Reputation: 65
I'm trying to sum some values in a list so i loaded the .dat file that contains the values, but the only way Python makes the sum of the data is by separate it with ','. Now, this is what I get.
altura = np.loadtxt("bio.dat",delimiter=',',usecols=(5,),dtype='float')
File "/usr/lib/python2.7/dist-packages/numpy/lib/npyio.py", line 846, in loadtxt
vals = [vals[i] for i in usecols]
IndexError: list index out of range
This is my code
import numpy as np
altura = np.loadtxt("bio.dat",delimiter=',',usecols=(5,),dtype='str')
print altura
And this is the file 'bio.dat'
1 Katherine Oquendo M 18 1.50 50
2 Pablo Restrepo H 20 1.83 79
3 Ana Agudelo M 18 1.58 45
4 Kevin Vargas H 20 1.74 80
5 Pablo madrid H 20 1.70 55
What I intend to do is
x=sum(altura)
What should i do with the 'separate'?
Upvotes: 0
Views: 4150
Reputation: 5263
In my case, some line includes #
character.
Then numpy will ignore all the rests of the line, because that means ‘comment’.
So try again with comments
parameter like
altura = np.loadtxt("bio.dat",delimiter=',',usecols=(5,),dtype=‘str’,comments=‘')
And I recommend you not to use np.loadtxt
. Because it’s incredibly slow if you must process a large(>1M lines) file.
Upvotes: 1
Reputation: 231325
The file doesn't need to be comma separated. Here's my sample run, using StringIO
to simulate a file. I assume you want to sum the numbers that look a person's height (in meters).
In [17]: from StringIO import StringIO
In [18]: s="""\
1 Katherine Oquendo M 18 1.50 50
2 Pablo Restrepo H 20 1.83 79
3 Ana Agudelo M 18 1.58 45
4 Kevin Vargas H 20 1.74 80
5 Pablo madrid H 20 1.70 55
"""
In [19]: S=StringIO(s)
In [20]: data=np.loadtxt(S,dtype=float,usecols=(5,))
In [21]: data
Out[21]: array([ 1.5 , 1.83, 1.58, 1.74, 1.7 ])
In [22]: np.sum(data)
Out[22]: 8.3499999999999996
as script (with the data in a .txt file)
import numpy as np
fname = 'stack25828405.txt'
data=np.loadtxt(fname,dtype=float,usecols=(5,))
print data
print np.sum(data)
2119:~/mypy$ python2.7 stack25828405.py
[ 1.5 1.83 1.58 1.74 1.7 ]
8.35
Upvotes: 0
Reputation: 560
Alternatively, you can convert the tab delimited file to csv first.
csv
supports tab delimited files.
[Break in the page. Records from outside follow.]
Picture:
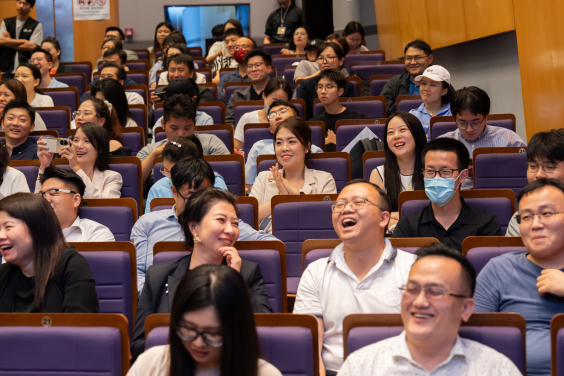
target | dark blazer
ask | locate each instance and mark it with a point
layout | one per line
(309, 94)
(161, 281)
(70, 290)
Supply the delimiter
argument to reader
:
import csv
txt_file = r"mytxt.txt"
csv_file = r"mycsv.csv"
# use 'with' if the program isn't going to immediately terminate
# so you don't leave files open
# the 'b' is necessary on Windows
# it prevents \x1a, Ctrl-z, from ending the stream prematurely
# and also stops Python converting to / from different line terminators
# On other platforms, it has no effect
in_txt = csv.reader(open(txt_file, "rb"), delimiter = '\t')
out_csv = csv.writer(open(csv_file, 'wb'))
out_csv.writerows(in_txt)
This answer is not my work; it is the work of agf found at https://stackoverflow.com/a/10220428/3767980.
Upvotes: 0